Tempo de reconciliação

     Foi contra a vontade que Rui saiu do carro - praticamente arrastado pela mulher. 
     _ Mas meu Deus! Para de agir como criança. Anda logo. 
     _ Criança? Eu sou criança? O sujeito me apunhala pelas costas e eu sou criança porque não fico sorrindo pra ele?
     _ Muda essa atitude Rui. Não é assim que se acaba uma amizade tão antiga.
     Antiga, realmente. Rui e Arnaldo se conhecem desde os tempos de escola. Sempre foram inseparáveis. Arnaldo, um moleque grande para a idade e com veia de lutador desde cedo, defendia Rui dos alunos mais velhos que praticavam o bullying numa época em que esse nome nem existia. 
     Acabaram os dois fazendo a mesma faculdade: artes cênicas naquela simpática cidade de interior - uma escola católica mantida por freiras.

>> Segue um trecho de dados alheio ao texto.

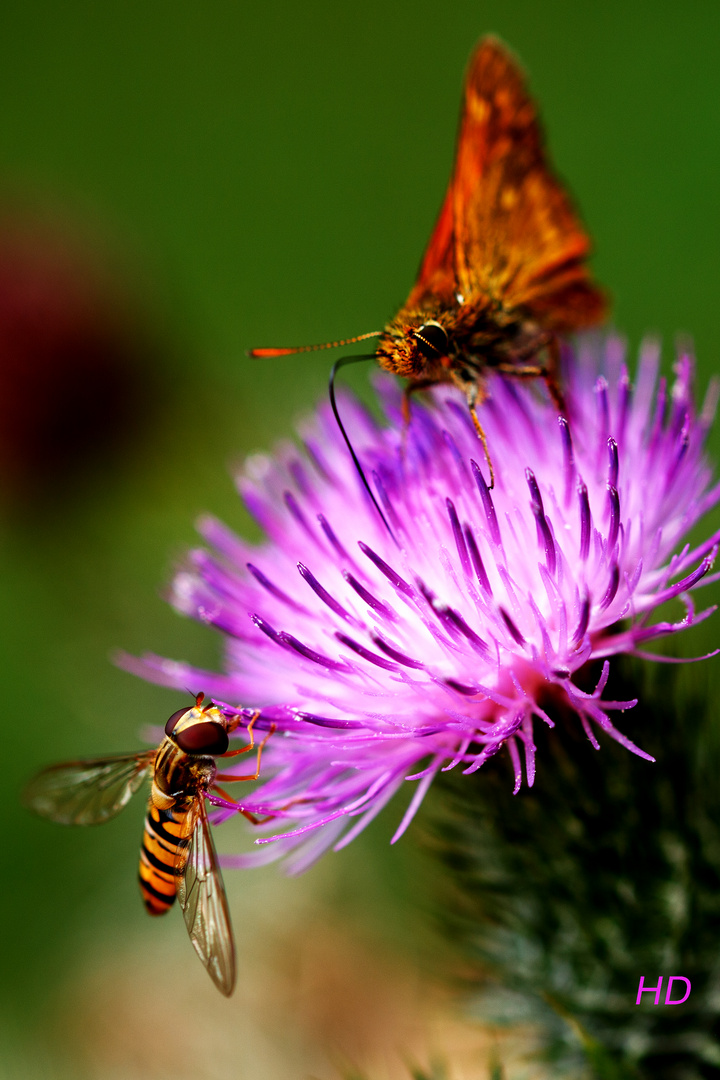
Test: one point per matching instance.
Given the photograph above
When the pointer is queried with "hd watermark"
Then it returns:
(669, 1000)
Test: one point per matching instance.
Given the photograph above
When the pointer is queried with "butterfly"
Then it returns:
(505, 270)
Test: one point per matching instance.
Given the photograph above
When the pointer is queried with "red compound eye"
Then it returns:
(204, 738)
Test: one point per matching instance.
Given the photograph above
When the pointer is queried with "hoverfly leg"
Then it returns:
(250, 745)
(228, 777)
(246, 813)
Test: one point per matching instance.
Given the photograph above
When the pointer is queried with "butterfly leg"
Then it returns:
(228, 777)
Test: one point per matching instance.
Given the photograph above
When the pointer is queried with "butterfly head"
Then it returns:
(202, 729)
(413, 351)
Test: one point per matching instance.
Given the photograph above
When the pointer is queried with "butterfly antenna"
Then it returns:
(336, 367)
(268, 353)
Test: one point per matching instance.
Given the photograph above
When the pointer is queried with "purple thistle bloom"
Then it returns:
(388, 658)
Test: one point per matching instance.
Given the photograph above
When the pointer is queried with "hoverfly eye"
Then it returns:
(170, 727)
(432, 340)
(204, 738)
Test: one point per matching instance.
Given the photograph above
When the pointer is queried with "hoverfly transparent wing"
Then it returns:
(90, 792)
(201, 895)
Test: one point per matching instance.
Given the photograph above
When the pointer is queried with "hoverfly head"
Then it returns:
(199, 730)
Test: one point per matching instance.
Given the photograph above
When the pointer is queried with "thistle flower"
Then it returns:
(385, 657)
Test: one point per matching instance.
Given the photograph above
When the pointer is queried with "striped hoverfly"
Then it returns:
(178, 856)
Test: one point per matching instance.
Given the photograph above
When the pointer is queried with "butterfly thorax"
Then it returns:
(432, 346)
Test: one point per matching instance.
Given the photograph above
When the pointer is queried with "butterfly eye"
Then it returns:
(204, 738)
(170, 727)
(432, 340)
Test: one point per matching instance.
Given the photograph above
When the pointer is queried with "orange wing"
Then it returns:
(507, 231)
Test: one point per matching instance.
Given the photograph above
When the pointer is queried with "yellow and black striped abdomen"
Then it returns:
(162, 840)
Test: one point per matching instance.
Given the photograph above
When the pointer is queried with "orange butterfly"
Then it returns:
(504, 271)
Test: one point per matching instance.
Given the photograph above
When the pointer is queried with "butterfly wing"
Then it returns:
(507, 231)
(201, 895)
(90, 792)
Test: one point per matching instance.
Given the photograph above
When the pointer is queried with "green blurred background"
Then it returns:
(269, 175)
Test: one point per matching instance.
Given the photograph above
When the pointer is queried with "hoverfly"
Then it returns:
(178, 856)
(504, 272)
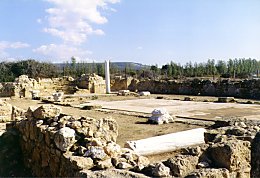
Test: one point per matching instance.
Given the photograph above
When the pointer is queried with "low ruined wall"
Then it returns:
(57, 145)
(54, 144)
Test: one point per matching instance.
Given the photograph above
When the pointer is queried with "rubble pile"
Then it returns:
(227, 152)
(61, 145)
(9, 113)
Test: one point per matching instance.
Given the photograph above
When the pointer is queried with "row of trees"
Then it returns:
(237, 68)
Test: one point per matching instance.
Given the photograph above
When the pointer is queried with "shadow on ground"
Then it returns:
(11, 159)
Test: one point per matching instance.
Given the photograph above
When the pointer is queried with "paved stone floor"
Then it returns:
(203, 110)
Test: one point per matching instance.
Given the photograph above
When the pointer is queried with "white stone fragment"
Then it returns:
(144, 93)
(65, 138)
(160, 116)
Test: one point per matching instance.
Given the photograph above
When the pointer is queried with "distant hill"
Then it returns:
(119, 65)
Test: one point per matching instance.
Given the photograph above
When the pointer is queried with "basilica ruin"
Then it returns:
(85, 132)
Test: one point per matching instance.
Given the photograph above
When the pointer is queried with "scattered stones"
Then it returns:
(123, 92)
(57, 97)
(188, 98)
(91, 107)
(209, 172)
(81, 162)
(182, 165)
(35, 94)
(160, 170)
(65, 138)
(105, 164)
(226, 99)
(47, 111)
(96, 152)
(160, 116)
(5, 111)
(144, 93)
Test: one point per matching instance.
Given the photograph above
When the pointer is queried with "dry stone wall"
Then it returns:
(54, 144)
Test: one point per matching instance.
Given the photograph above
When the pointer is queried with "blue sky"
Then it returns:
(145, 31)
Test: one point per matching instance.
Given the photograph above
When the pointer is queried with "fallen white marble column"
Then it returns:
(167, 143)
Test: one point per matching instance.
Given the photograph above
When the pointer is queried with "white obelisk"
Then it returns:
(107, 76)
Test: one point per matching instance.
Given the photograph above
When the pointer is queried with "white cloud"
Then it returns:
(71, 20)
(39, 21)
(139, 47)
(61, 52)
(4, 45)
(12, 45)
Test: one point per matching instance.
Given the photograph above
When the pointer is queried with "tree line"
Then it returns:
(233, 68)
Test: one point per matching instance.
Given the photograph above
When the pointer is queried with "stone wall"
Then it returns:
(92, 82)
(57, 145)
(54, 144)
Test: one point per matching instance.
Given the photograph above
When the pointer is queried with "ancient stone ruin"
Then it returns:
(92, 82)
(54, 144)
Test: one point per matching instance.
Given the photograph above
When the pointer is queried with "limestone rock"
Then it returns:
(124, 165)
(5, 111)
(81, 162)
(104, 164)
(255, 153)
(65, 138)
(141, 163)
(110, 173)
(96, 152)
(46, 111)
(160, 116)
(17, 113)
(160, 170)
(233, 155)
(209, 173)
(112, 149)
(182, 165)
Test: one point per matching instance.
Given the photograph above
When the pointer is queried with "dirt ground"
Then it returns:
(132, 127)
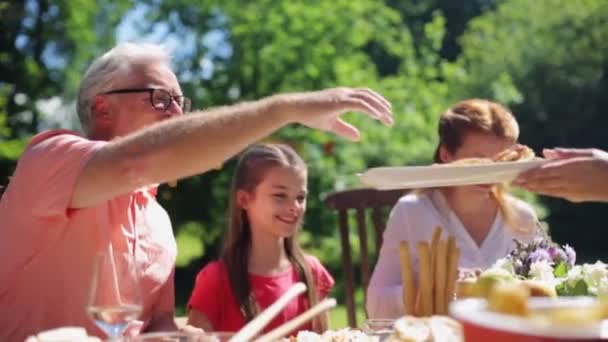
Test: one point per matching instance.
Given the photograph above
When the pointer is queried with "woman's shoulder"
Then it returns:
(213, 270)
(413, 201)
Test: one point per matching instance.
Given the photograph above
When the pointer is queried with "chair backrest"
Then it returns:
(362, 201)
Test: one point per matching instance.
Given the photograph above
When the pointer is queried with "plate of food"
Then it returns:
(503, 168)
(510, 314)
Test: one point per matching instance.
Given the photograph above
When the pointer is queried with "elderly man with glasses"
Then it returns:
(74, 196)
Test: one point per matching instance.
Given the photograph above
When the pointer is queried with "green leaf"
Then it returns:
(578, 289)
(561, 270)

Apesar da direção religiosa, uma instituição com um currículo de vanguarda no ensino da arte, abrindo espaço para novas mentalidades.
     Formaram-se no mesmo ano. Rui se tornou ator. Arnaldo, depois de bater a cabeça em alguns textos teatrais de qualidade duvidosa que nunca foram encenados, resolveu se dedicar a montagens de textos de outros autores. Tornou-se diretor de teatro e, depois, de televisão. 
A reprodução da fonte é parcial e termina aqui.